Now that you've sunk your mind into the gutter, let me pull you out. This is a mommy blog and we have to keep it clean -- for now ;)

So, I dragged the kids to the mall today and wonder why on earth I bother. My 3-year old spent the whole time grabbing items from the shelves and yelling 'Let's buy this. Let's buy this' and screaming at the top of his lungs when his request was denied (not really sure why a 3-year old would want an incense burner but I think he's been really immersed into our consumer culture -- oops). I never, NEVER look for stuff for myself. Instead, I end up leaving with diapers (uh, huh), baby juice and toys for the kids. For me, a coffee to battle the exhaustion -- which I still get half strength to stave off my guilt from drinking full caff and nursing my baby. Is there nowwhere left for us moms? I thought the mall was our safe haven -- waaaaaah (that's me sobbing and not the baby).

Monday, July 2, 2007

procrastination

Such an evil, evil vice of mine. I once heard that people who procrastinate were more likely to develop heart attacks and stroke at an earlier age -- in other words, I'm screwed...

We're going to my in-laws for dinner and I agreed to bring a salad. Two days ago I thought it would be a great idea to do something new, whip up something special, show off my culinary talent. The problem is, I have no culinary talent and I hate cooking.

Here's the recipe:
black beans, corn, red pepper, avocado, fresh coriander, cumin & chili spice with olive oil on top. Sound good?? I'll let you know.

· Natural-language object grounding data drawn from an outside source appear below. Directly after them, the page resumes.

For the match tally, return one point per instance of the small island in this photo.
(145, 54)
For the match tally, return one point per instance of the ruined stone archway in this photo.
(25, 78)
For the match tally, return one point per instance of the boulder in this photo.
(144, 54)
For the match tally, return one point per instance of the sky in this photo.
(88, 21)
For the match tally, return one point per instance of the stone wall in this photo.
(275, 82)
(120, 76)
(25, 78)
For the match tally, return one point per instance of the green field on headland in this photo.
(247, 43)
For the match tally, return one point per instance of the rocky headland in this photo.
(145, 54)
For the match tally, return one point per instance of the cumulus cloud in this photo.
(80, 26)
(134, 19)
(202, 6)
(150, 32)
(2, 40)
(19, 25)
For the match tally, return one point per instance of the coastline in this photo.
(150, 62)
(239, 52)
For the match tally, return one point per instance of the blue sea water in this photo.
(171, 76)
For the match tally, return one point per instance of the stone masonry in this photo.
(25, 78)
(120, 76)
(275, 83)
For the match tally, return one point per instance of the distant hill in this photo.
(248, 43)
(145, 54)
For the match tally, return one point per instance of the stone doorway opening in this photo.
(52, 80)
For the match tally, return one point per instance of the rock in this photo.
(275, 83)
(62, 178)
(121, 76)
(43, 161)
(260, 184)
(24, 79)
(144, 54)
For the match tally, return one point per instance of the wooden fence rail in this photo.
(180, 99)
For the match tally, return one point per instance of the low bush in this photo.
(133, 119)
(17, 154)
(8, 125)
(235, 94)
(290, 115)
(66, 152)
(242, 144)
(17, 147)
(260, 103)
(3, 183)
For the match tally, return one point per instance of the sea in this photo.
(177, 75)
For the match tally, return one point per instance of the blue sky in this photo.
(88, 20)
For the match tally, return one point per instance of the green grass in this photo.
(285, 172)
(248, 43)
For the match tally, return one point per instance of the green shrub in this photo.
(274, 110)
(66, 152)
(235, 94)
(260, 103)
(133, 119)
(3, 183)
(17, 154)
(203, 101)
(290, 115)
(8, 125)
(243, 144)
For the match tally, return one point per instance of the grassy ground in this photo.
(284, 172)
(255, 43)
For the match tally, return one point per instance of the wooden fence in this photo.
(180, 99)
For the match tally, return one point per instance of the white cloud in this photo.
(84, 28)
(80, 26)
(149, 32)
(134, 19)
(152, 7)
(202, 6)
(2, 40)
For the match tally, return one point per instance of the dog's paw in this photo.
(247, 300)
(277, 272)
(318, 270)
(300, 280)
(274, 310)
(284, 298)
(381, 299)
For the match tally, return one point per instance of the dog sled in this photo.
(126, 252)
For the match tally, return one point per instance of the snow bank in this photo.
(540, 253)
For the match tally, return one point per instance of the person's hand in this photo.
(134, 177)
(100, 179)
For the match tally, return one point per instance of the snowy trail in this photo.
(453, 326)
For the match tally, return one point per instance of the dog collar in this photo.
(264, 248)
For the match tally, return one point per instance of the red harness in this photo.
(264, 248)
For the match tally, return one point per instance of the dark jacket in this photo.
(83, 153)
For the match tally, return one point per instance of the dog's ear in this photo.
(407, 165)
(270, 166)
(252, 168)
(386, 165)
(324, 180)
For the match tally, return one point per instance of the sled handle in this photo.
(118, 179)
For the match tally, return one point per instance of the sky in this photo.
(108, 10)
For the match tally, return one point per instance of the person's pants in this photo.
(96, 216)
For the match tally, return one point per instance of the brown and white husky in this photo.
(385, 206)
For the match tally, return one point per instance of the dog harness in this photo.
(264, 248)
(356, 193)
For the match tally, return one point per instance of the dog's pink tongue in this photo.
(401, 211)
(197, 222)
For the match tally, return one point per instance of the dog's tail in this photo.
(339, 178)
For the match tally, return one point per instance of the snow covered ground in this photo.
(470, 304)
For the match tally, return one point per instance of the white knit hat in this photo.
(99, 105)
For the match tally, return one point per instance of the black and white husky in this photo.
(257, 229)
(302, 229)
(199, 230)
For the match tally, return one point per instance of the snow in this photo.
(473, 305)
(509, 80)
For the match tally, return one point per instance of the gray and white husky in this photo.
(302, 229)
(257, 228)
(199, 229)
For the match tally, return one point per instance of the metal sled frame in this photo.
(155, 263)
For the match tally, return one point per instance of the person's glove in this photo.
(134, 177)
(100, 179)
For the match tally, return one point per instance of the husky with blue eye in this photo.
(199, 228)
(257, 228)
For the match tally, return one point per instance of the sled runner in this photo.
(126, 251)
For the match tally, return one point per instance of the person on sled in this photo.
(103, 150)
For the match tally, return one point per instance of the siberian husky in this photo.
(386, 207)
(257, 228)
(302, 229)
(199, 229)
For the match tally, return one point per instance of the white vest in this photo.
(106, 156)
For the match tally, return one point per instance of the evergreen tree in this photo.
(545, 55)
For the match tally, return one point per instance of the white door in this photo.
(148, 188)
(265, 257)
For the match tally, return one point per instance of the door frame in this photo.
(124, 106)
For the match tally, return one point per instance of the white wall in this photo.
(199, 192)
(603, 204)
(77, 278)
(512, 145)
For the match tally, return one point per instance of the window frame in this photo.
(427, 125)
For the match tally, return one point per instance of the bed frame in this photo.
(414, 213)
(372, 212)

Well, C.J. just woke up from his nap and now I have to make the salad while watching two small children -- I guess I understand the whole heart attack & stroke thing... shit.

The mommy job

Welcome to the mommy job...

I was rudely welcomed to the mommy job 3 & 1/2 years ago with the arrival of my first son, C.J.. He showed up 3 weeks early, very unannounced. His room was filled with gift bags & no furniture and I had not made it to the spa for my pre-delivery pedicure -- am I still resentful??

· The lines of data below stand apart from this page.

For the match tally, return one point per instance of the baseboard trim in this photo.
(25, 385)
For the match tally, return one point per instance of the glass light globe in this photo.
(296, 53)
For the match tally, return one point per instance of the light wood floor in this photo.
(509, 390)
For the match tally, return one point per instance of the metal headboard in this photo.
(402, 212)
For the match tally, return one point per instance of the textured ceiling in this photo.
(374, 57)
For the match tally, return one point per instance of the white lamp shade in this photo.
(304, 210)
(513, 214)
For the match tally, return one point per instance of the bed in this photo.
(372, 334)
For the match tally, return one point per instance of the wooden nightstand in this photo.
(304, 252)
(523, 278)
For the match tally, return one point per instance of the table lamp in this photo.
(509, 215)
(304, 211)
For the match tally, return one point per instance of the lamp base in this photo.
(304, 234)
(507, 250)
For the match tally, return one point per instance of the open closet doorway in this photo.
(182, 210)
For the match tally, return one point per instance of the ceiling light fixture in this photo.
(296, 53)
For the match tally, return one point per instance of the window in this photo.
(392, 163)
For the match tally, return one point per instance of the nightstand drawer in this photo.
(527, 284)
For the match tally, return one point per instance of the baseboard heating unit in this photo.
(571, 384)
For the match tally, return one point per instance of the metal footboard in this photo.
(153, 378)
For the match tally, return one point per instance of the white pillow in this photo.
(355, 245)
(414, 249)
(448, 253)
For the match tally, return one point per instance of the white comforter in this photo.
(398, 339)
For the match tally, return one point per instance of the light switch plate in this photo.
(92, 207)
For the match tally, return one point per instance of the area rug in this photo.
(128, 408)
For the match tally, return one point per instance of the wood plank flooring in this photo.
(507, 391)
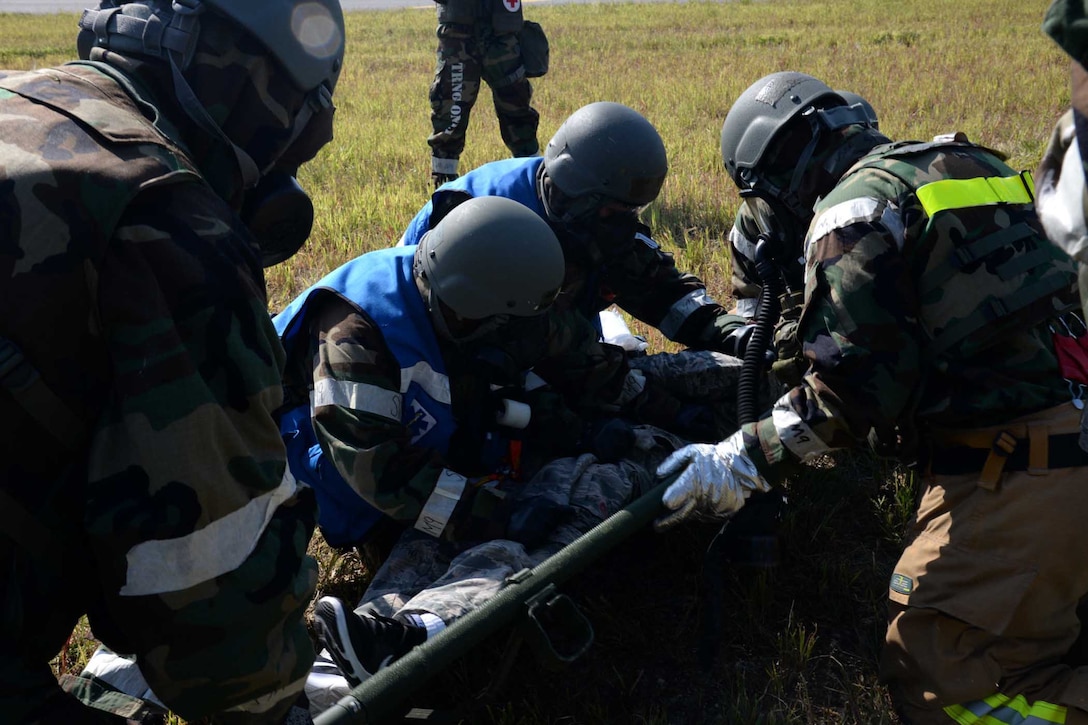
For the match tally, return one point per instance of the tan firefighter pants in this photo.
(985, 597)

I was re-introduced 10 months ago with my second boy, Bumble B. He was only one week early and not a day too soon. If you're planning another pregnancy, I don't recommend planning to be pregnant for the ENTIRE summer. It's not a pretty site.

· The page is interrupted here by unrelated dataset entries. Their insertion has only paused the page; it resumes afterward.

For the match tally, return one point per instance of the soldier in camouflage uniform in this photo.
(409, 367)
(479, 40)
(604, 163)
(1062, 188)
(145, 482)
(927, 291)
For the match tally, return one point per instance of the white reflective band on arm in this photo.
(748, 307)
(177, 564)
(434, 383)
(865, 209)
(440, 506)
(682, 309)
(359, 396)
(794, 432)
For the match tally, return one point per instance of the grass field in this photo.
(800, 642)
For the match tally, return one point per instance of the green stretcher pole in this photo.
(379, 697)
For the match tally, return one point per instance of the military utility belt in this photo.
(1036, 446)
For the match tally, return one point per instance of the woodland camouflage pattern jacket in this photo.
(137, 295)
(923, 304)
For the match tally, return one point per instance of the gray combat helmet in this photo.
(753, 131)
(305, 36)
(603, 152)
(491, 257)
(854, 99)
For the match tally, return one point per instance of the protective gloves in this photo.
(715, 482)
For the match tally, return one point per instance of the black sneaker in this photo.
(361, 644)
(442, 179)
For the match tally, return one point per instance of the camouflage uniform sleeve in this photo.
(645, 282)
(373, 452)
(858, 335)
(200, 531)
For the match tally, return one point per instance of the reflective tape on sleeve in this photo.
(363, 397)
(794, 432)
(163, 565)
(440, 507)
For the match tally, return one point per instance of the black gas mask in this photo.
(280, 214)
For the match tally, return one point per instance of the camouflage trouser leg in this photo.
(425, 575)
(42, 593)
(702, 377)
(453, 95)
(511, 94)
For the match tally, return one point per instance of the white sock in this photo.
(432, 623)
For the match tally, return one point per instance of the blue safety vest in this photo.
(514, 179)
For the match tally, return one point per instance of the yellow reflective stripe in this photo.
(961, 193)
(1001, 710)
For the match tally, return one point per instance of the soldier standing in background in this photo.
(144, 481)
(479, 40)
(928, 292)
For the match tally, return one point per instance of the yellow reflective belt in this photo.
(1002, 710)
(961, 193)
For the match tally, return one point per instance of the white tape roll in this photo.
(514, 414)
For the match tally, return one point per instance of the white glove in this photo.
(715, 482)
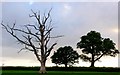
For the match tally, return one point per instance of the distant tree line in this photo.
(36, 38)
(91, 44)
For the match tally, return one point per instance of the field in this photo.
(22, 72)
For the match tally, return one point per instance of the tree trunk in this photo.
(42, 68)
(65, 64)
(92, 62)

Having survived this far as the mum to 2 boys, I consider myself somewhat of an expert -- okay, that's bullshit. I'm terrified every morning and wonder how I'll survive another day of being the expert negotiator of the 'why' question (how can such a small person use why in every sentence?) and tricking a 10-month old into eating what's in his bowl and not filling up on any scraps he's managed to lick off the floor (gross, I know).

If you choose to check out my blog, be prepared for some candid moments and maybe some helpful? hints. Okay, well, I'm doing my best.